Pemerintah Kabupaten Kotawaringin Timur dan Kantor Pertanahan setempat menjalin sinergi kuat bersama Badan Bank Tanah. Kolaborasi lintas lembaga ini membuka akses luas bagi warga untuk memperoleh legalitas tanah sekaligus memacu nilai tambah ekonomi keluarga.
Plt. Kepala Badan Bank Tanah, Hakiki Sudrajat, menegaskan pentingnya tata kelola lahan yang tepat sasaran demi kesejahteraan warga sekitar.
“Pemanfaatan tanah yang tertib dan produktif merupakan bagian penting dalam memastikan tanah memberikan manfaat nyata bagi masyarakat. Melalui sinergi dengan Pemerintah Kabupaten Kotawaringin Timur dan Kantor Pertanahan, kami terus mendorong agar tanah yang dimanfaatkan masyarakat dapat memberikan nilai ekonomi dan mendukung peningkatan kesejahteraan,” ujar Hakiki Sudrajat.
Masyarakat Menyambut Harapan Baru Masa Depan
Program legalitas lahan ini menghadirkan angin segar bagi para penerima manfaat. Warga kini memegang jaminan hukum pasti atas tanah yang mereka kelola sehari-hari.
Salah satu penerima manfaat Reforma Agraria, Wasmo, mengungkapkan rasa syukurnya usai merampungkan proses penandatanganan.
“Terima kasih kepada pemerintah, khususnya Badan Bank Tanah atas pelaksanaan program Reforma Agraria. Program ini memberikan kepastian hak hukum hak atas tanah bagi kami,” tutur Wasmo.

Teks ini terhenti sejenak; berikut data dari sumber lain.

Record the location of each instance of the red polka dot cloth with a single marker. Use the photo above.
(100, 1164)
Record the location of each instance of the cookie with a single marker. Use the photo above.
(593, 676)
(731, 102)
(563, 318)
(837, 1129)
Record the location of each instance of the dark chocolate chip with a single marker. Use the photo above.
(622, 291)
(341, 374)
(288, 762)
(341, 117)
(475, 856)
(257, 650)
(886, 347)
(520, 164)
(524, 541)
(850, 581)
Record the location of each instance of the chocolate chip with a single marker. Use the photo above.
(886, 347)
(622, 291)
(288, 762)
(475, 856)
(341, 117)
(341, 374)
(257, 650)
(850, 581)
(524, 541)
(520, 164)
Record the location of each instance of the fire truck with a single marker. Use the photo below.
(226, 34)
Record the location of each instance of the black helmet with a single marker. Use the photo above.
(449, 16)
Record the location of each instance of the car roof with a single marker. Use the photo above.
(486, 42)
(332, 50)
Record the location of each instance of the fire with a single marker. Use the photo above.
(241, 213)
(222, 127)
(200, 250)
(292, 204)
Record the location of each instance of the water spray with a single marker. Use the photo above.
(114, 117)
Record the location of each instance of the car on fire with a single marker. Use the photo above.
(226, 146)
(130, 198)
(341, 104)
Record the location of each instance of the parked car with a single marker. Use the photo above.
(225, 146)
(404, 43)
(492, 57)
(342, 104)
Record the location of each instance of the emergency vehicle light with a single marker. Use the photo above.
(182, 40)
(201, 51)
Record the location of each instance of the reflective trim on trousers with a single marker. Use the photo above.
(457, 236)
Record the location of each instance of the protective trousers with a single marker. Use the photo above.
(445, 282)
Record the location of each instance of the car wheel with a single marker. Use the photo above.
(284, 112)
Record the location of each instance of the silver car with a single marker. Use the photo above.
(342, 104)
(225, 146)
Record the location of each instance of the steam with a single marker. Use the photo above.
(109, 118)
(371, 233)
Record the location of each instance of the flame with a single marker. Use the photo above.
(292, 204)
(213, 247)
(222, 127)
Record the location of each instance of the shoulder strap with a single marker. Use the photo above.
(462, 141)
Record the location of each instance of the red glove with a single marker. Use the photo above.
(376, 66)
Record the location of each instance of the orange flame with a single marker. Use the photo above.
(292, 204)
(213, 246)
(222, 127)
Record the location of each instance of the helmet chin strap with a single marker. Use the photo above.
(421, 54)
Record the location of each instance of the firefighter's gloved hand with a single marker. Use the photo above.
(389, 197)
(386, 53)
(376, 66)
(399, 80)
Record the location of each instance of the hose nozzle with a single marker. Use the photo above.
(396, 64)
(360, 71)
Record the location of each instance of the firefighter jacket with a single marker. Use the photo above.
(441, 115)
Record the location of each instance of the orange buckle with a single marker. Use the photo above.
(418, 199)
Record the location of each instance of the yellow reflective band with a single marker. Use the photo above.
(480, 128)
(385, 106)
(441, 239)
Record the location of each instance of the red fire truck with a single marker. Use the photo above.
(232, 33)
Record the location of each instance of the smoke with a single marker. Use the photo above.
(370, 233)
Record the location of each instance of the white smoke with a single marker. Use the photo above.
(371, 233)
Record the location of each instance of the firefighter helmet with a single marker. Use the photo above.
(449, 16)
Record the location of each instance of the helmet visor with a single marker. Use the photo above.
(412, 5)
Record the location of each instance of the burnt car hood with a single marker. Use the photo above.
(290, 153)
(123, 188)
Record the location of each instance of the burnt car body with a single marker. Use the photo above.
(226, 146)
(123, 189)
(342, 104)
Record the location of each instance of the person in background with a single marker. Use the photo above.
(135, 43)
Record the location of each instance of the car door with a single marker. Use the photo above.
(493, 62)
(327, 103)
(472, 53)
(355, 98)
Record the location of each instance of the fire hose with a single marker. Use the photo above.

Senada dengan Wasmo, Susanti yang juga menjadi penerima manfaat menaruh harapan besar pada dampak jangka panjang sertifikasi lahan tersebut bagi keluarganya.
“Semoga ke depan sertipikatnya dapat memberikan ketenangan dan menjadi harapan untuk masa depan anak saya. Saya juga berharap program Reforma Agraria dapat terus diperluas ke seluruh Indonesia agar semakin banyak masyarakat yang merasakan manfaatnya,” kata Susanti.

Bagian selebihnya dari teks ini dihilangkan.